Like Abdul-Kareem, Reza was also kept on a rather short financial leash. This is a government decision. They do not want young Afghans to experience the kind of high life that might make them think twice about returning home. Hassan was never allowed to leave the country, at least not as a student. I am not sure why, but I am sure that Hassan resents this enormously. It doesn’t matter that he is being groomed to one day take over his father’s place at the bank.
For now both Hassan and Reza work for their father. Hassan works at the bank, Reza at the import-export company, each in positions analogous to their order of birth. They parade and enjoy these positions as much as they feel cheated by them. Their salaries are minimal; they make no decisions, only their father does. At first Reza could not or would not adjust to life back in Kabul. He wanted no part of his father’s feudal and emasculating authority. Reza took to his rooms and brooded for almost a year. And then he emerged. Reza himself tells me, “I finally accepted it. I am working for my father, and I’m engaged to a girl whose mother is English. I’ve seen her once, and even though she doesn’t speak English, she is presentable enough.”
Aside from his minimal salary, which pays for cigarettes and snacks, Reza does not have enough money to live on his own. Reza visits his fiancée, Mahtab, and her parents every week. His is a modern engagement. Traditionally an Afghan bride and groom meet for the first time on the day of their wedding, which is essentially a ceremony conduc
ted only by and for men. The bride and groom meet afterward, when they first see each other reflected in a mirror.
As I came to learn, the bride cannot express any emotion whatsoever on her wedding day. If she looks happy, it will insult her mother and father, whose home she will be leaving forever. If she looks sad, that would be seen as an insult to her husband’s family, especially her mother-in-law, with whom she will be living.
Reza spends his spare time visiting the house his father is building for him. He does not like the house. “Nothing works, nothing is right. He did not hire an architect. He sketched the house in the margins of a newspaper himself.”
Reza’s only satisfaction resides in the still more inferior position at the office occupied by his older half-brother, Samir (the first son of Agha Jan’s second wife, Tooba). And Reza patiently points this and other facts out to Samir, and suggests and encourages him to petition their father for redress, sympathizing with Samir when their various strategies fail, as always. In this way Reza both reaffirms his slight edge over Samir and gets to enjoy a vicarious confrontation with their father at Samir’s expense. Thus victorious, Reza has genuine compassion for Samir, who is still unmarried.
Samir is an absurdly skinny, angular boy-man. A frayed black karakul (Persian lambskin) hat is perched on his small sad head. He looks frightened at all times. His father has never arranged a marriage for him. Rumor has it that once, when the women “went out for him,” the designated girl’s parents rejected the match.

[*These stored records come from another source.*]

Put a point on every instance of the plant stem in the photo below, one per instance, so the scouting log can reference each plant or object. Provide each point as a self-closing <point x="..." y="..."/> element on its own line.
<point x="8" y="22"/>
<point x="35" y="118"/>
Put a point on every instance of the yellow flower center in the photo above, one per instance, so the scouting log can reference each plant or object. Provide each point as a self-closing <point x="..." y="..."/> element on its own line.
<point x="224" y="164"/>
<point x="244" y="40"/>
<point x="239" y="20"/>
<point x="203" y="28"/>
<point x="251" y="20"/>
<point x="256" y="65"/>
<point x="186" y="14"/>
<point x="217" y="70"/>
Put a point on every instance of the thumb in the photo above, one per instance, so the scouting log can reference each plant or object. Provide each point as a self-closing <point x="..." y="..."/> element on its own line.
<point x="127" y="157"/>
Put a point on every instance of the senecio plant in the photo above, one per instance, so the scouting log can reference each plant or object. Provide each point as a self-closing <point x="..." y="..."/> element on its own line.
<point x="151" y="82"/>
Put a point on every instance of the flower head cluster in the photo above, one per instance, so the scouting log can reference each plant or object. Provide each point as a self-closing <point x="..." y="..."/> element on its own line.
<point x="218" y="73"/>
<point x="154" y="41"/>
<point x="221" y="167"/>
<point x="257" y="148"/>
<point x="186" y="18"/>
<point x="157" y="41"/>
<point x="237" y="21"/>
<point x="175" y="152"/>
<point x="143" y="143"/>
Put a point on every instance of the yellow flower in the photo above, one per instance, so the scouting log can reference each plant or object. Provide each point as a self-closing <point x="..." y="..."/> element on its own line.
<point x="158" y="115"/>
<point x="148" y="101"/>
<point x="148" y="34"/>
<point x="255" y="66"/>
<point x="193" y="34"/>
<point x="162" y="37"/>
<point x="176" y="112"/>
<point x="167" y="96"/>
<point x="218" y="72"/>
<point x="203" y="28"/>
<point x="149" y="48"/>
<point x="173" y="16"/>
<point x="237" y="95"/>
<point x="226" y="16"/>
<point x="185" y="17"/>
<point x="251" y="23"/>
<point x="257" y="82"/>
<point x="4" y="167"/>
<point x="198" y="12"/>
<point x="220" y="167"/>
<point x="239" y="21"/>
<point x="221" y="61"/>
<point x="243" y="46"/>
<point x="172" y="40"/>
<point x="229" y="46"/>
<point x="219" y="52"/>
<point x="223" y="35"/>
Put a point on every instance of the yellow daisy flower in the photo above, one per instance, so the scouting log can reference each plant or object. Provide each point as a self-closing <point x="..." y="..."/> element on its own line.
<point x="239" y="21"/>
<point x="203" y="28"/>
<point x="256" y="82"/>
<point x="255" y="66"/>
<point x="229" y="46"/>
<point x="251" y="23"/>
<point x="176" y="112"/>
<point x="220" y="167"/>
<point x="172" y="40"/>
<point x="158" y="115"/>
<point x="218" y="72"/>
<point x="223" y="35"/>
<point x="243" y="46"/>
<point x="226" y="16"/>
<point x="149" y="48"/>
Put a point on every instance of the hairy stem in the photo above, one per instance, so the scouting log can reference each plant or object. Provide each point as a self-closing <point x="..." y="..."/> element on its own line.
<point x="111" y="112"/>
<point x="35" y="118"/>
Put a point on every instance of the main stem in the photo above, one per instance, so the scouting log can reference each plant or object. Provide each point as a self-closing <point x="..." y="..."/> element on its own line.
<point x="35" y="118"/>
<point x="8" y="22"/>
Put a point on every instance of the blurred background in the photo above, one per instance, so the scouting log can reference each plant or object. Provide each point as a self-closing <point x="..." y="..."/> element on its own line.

One day Samir, on behalf of his mother, Tooba, and sister, Rabia, invites me for tea. He ushers me happily into his modest home with high shrill feminine giggles of greeting.
Tooba serves us a plate of English lemon cookies—a luxury they can scarcely afford. It is late afternoon and cold. The three of us, strangers in every way, happily drink our tea. A feeling of closeness passes between us in place of bright conversation.